00:06:04.600 | represent this entire training data set efficiently.

00:06:07.240 | Because it's really all about efficiency.

00:06:09.400 | So for instance, the LLAMA tokenizer has 128,000 tokens, all right?

00:06:13.880 | And I'll talk a bit more about that.

00:06:15.160 | So here's what it actually kind of looks like on a GPU.

00:06:18.200 | So I tokenize, the LLAMA understands it.

00:06:20.680 | I go into this thing called pre-fill.

00:06:22.360 | Pre-fill is the stage where you compute the attention mechanism.

00:06:25.400 | And many people are doing advancements with attention mechanisms.

00:06:29.000 | I'll talk a bit more about that.

00:06:30.520 | So there are tons of different schemes.

00:06:32.360 | People leverage all of the different types of memory hierarchies in GPUs to really accelerate this type of workload.

00:06:39.800 | And then I start generating tokens one at a time.

00:06:42.520 | The red and the green just signify, hey, I'm storing those tokens on the GPU.

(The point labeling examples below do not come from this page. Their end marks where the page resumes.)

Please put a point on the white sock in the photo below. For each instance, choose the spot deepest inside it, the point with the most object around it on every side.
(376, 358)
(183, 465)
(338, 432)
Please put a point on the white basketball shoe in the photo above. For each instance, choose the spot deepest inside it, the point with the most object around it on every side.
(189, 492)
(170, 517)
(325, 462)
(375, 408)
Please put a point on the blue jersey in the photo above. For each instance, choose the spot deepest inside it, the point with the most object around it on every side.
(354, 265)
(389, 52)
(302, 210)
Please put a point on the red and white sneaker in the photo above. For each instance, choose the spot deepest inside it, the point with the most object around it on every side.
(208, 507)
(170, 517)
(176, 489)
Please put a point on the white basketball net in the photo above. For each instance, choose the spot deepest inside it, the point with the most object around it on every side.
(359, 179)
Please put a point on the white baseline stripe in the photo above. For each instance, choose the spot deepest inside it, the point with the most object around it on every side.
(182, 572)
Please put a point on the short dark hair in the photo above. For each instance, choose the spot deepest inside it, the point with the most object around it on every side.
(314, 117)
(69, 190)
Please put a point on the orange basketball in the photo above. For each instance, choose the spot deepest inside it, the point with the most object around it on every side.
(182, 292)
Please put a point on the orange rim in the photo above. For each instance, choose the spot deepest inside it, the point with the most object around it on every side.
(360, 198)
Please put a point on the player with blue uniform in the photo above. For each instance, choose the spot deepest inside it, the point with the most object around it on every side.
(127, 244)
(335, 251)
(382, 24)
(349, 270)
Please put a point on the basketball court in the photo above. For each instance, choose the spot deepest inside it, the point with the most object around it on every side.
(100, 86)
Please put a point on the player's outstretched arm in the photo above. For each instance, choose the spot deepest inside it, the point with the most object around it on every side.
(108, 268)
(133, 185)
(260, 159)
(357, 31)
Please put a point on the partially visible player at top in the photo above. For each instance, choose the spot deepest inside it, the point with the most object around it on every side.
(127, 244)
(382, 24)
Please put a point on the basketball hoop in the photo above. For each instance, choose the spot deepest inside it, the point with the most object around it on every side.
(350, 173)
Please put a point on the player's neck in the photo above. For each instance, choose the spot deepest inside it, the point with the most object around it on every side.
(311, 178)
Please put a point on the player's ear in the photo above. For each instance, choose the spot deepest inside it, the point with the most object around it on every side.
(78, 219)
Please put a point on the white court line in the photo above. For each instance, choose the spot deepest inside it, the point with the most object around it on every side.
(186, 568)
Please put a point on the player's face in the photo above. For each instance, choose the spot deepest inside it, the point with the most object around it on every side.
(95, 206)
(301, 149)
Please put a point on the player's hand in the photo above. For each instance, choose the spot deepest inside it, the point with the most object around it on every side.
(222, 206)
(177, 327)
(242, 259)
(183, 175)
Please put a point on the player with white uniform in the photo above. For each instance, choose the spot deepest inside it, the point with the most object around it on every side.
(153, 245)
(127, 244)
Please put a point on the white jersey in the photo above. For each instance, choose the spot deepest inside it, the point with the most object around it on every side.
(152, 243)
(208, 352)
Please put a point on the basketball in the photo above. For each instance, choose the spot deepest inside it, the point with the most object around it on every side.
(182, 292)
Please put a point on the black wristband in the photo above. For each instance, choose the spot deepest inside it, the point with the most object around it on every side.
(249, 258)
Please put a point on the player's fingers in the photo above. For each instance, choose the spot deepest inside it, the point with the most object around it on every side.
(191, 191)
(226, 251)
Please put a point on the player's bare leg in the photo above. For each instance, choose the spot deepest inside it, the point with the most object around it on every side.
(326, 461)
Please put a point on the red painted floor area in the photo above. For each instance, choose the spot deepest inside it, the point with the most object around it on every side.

00:06:46.760 | The green is the latest one that I sent out.

00:06:49.160 | So hopefully that makes sort of intuitive sense.

00:06:51.400 | All right.

00:06:52.680 | So the other thing I want you to visualize, I think it's nice to visualize what is the actual data that sits on the GPU.

00:07:01.720 | So first, a token is approximately four characters.

00:07:04.840 | That's a nice way for you to think about it.

00:07:07.160 | So from here, I have two vectors.

00:07:10.680 | So the first vector is just showing token one through token V.

00:07:14.200 | V is the total number of tokens that I have in my tokenizer.

00:07:16.920 | And the second vector below is just I have some numeric index.

00:07:21.640 | I don't want to keep using the token to reference itself.

00:07:24.520 | I just use the number as a lookup.

00:07:26.760 | So my job when a prompt comes in is to convert that text into those token, what I'm going to call token IDs.

00:07:35.400 | So I have make me sound smart and make me sound smarter.

00:07:38.520 | You see two vector sets of tokens.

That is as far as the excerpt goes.